Thiazolidinediones Can Prevent And Postpone Type 2 Diabetes Significant improvement in HbA1c levels from baseline were found in patients treated with TZDs Two second-generation thiazolidinediones, rosiglitazone and pioglitazone, are effective at preventing or postponing the progression of impaired glucose tolerance or insulin resistance to type 2 diabetes mellitus.
A total of 172 patients (aged 29 to 86 years) were recruited for this study. In the treatment group, 101 patients received troglitazone for an average of 10 months (range 3-27 months) following which 39 patients were switched to rosiglitazone and the remaining 62 patients were switched to pioglitazone.
"Patients were switched when troglitazone [a thiazolidinedione (TZD)] was withdrawn from the US market because of liver toxicity concerns," explains R. J. Durbin, MD, South Federal Family Practice, Denver, Colorado, United States. The 71 patients in the control group did not receive any antidiabetic medication during the study.
The mean duration of the study was 36 months.

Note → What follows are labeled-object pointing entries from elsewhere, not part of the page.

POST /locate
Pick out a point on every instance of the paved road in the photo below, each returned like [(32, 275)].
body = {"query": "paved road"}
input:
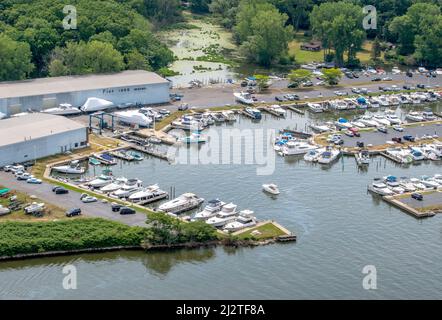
[(432, 199), (379, 138), (70, 200)]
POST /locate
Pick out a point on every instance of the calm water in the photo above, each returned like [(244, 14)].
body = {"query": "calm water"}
[(340, 229)]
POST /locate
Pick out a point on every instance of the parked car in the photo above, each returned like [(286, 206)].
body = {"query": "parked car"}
[(417, 196), (73, 212), (408, 138), (126, 210), (61, 190)]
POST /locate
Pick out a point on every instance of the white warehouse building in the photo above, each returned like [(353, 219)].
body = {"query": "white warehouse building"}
[(135, 86), (38, 135)]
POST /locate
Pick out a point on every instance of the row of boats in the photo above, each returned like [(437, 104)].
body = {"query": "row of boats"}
[(391, 185), (362, 102)]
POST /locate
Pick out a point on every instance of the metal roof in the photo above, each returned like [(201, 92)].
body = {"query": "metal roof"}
[(46, 86), (34, 126)]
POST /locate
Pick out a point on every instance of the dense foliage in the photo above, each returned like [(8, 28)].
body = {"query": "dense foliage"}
[(34, 237), (120, 28)]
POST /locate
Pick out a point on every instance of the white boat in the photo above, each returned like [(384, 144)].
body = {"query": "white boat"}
[(210, 210), (363, 158), (278, 110), (95, 104), (271, 188), (64, 109), (148, 195), (134, 117), (296, 147), (243, 97), (100, 181), (244, 220), (315, 107), (328, 156), (130, 187), (72, 168), (185, 202), (227, 214), (414, 116)]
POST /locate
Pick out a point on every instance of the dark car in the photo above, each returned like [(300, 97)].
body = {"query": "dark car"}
[(73, 212), (417, 196), (126, 210), (408, 138), (61, 191), (116, 207)]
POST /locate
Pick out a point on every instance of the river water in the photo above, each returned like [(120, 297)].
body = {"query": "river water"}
[(340, 230)]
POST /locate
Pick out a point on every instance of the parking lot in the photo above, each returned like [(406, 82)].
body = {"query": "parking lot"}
[(71, 200), (378, 138)]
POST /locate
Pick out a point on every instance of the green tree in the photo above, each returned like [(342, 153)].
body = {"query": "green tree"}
[(339, 26), (15, 59), (299, 76), (332, 76), (269, 37)]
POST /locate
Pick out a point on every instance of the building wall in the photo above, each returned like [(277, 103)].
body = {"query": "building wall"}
[(149, 94), (39, 148)]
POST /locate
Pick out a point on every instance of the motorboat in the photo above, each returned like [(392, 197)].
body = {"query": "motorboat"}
[(64, 109), (148, 195), (134, 117), (271, 188), (114, 185), (254, 113), (96, 104), (296, 148), (363, 158), (278, 110), (243, 97), (229, 115), (71, 168), (328, 156), (244, 220), (414, 116), (227, 214), (315, 107), (185, 202), (210, 210), (130, 187)]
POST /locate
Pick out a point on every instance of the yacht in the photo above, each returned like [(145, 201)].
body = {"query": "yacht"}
[(414, 116), (295, 148), (100, 181), (278, 110), (315, 107), (271, 188), (114, 185), (243, 97), (130, 187), (363, 158), (244, 220), (185, 202), (328, 156), (134, 117), (254, 113), (64, 109), (227, 214), (71, 168), (148, 195), (210, 210), (380, 188)]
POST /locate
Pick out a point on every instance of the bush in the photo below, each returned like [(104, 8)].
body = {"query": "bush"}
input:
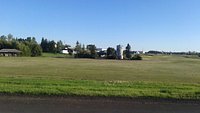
[(136, 57)]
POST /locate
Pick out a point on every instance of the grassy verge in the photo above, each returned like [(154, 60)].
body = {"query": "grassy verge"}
[(99, 88), (156, 77)]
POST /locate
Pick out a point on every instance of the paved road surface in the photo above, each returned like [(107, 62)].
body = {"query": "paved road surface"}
[(19, 104)]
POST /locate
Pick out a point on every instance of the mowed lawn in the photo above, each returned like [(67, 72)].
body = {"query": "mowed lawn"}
[(155, 76)]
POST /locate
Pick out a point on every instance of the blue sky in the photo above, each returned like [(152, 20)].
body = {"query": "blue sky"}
[(168, 25)]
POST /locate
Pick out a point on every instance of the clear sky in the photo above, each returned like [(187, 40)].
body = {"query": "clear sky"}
[(168, 25)]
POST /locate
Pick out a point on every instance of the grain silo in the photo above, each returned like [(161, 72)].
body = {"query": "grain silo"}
[(119, 52)]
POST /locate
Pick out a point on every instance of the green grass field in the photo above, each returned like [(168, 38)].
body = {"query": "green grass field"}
[(155, 76)]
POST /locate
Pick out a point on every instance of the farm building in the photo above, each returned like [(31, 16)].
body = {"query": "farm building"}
[(9, 52), (119, 52)]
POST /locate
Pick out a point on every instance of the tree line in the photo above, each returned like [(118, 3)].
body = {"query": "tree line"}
[(30, 47)]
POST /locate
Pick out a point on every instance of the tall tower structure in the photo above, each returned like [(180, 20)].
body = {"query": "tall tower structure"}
[(119, 52)]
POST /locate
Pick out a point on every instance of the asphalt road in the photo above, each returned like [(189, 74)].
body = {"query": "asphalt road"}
[(21, 104)]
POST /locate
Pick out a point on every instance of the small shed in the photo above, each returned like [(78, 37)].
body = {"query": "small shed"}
[(9, 52)]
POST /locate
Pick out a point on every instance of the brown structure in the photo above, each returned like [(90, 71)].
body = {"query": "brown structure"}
[(9, 52)]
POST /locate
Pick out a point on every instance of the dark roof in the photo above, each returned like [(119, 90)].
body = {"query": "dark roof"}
[(9, 51)]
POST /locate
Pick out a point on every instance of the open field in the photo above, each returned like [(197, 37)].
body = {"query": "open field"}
[(156, 76)]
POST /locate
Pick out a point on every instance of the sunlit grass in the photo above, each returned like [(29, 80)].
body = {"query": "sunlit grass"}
[(155, 76)]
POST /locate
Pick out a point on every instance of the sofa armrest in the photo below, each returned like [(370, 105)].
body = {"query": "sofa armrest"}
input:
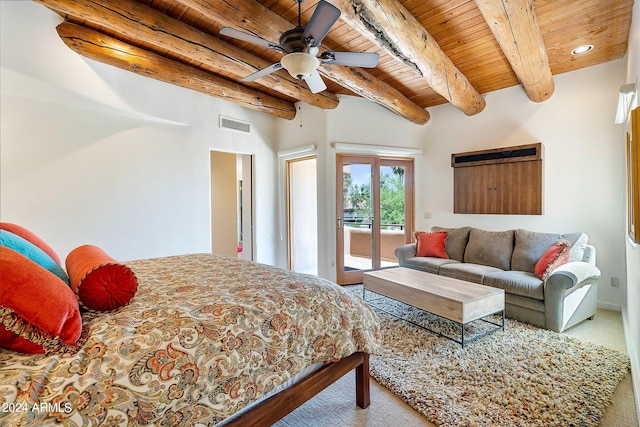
[(573, 273), (567, 282), (405, 251)]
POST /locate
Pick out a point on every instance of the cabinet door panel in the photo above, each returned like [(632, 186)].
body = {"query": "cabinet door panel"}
[(472, 189), (518, 188)]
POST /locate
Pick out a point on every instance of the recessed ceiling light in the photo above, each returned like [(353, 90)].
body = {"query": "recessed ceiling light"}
[(582, 49)]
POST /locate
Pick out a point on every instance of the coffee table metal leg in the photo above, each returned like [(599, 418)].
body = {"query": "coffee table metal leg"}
[(462, 342)]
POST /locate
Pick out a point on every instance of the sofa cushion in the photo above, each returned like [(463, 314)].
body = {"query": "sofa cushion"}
[(521, 283), (428, 264), (578, 245), (468, 272), (492, 248), (456, 241), (530, 245)]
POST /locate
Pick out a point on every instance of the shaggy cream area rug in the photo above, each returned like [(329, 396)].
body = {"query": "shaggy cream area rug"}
[(522, 376)]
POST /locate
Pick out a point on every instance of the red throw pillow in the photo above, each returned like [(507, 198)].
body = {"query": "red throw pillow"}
[(28, 235), (553, 258), (39, 313), (431, 244), (101, 283)]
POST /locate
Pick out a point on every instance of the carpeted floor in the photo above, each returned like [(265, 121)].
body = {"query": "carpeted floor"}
[(468, 393)]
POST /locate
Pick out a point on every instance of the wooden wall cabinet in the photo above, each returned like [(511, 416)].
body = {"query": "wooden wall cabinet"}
[(498, 181)]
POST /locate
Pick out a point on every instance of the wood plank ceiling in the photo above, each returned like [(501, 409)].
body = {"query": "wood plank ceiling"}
[(431, 52)]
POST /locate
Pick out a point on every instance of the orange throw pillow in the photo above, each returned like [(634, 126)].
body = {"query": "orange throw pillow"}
[(39, 313), (553, 258), (431, 244), (101, 283)]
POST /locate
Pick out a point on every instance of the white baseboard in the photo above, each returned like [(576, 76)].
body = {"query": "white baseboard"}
[(635, 360), (608, 306)]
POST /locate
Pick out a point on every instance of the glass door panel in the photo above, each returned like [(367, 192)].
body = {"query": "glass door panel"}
[(374, 213), (393, 212), (357, 216)]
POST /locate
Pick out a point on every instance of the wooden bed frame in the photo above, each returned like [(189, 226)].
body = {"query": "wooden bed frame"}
[(277, 406)]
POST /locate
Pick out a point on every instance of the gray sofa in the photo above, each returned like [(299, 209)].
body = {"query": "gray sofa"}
[(506, 260)]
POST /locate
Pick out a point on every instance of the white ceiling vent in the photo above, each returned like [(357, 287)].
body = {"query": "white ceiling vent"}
[(235, 125)]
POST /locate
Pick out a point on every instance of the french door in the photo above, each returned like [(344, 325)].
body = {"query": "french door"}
[(374, 199)]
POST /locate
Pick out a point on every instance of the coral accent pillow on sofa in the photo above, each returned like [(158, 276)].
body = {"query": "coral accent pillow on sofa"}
[(101, 283), (430, 244), (39, 313), (553, 258)]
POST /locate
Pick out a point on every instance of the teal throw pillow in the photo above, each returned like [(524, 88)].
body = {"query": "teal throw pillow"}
[(34, 253)]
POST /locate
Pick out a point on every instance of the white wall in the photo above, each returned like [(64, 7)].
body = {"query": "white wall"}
[(584, 161), (93, 154), (631, 311)]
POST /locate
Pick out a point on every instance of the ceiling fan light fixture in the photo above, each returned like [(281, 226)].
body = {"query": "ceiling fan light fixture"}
[(299, 64)]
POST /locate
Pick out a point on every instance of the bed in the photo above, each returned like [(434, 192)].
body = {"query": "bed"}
[(205, 337)]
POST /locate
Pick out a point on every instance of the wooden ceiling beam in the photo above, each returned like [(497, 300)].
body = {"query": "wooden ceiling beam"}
[(136, 21), (396, 30), (253, 17), (111, 51), (515, 26)]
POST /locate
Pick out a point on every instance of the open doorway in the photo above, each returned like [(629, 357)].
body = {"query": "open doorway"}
[(232, 204)]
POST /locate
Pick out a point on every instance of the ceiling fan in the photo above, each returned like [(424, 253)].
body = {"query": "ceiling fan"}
[(301, 45)]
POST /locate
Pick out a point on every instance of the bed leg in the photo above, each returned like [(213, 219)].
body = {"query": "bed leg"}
[(363, 397)]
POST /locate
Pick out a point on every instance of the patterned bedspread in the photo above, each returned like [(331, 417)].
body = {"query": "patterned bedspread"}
[(204, 337)]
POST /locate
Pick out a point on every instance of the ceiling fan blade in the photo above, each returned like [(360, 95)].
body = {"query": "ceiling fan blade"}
[(321, 21), (250, 38), (261, 73), (351, 59), (315, 82)]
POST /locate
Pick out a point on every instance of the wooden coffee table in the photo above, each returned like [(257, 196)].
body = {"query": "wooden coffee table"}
[(456, 300)]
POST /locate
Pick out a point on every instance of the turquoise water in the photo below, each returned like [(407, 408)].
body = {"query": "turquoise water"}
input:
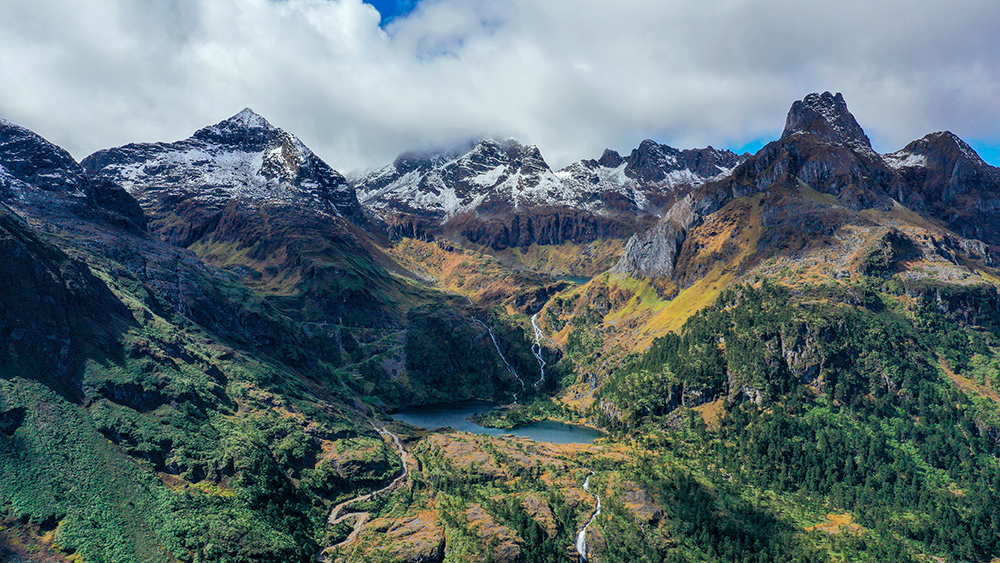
[(456, 415)]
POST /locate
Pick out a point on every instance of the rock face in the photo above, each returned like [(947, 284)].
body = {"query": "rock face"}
[(822, 148), (815, 181), (826, 116), (505, 194), (185, 186)]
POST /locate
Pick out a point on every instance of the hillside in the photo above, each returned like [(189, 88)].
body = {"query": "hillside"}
[(793, 354)]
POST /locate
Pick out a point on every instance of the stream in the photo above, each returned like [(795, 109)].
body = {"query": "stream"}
[(497, 346), (581, 537), (536, 349)]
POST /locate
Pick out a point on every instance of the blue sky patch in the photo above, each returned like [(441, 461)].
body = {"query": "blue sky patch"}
[(392, 9)]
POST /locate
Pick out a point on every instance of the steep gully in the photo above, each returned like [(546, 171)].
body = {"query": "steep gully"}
[(497, 346), (581, 537)]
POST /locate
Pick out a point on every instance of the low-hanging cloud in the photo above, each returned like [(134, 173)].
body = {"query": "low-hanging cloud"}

HbA1c and C-peptide levels were measured at baseline (2 years) and study end point (3 years).
Patients who had normal or borderline HbA1c, elevated C-peptide (above 2.0 mg/mL), fasting blood sugar (FBS) between 100 and 125 mg/dL and 2-hour postprandial blood glucose levels between 140 and 200 mg/dL were considered to be both IGT and IR.
Analysis showed that rosiglitazone and pioglitazone reduced hemoglobin A1c (HbA1c) and C-peptide levels in patients with impaired glucose tolerance (IGT) or insulin resistance (IR).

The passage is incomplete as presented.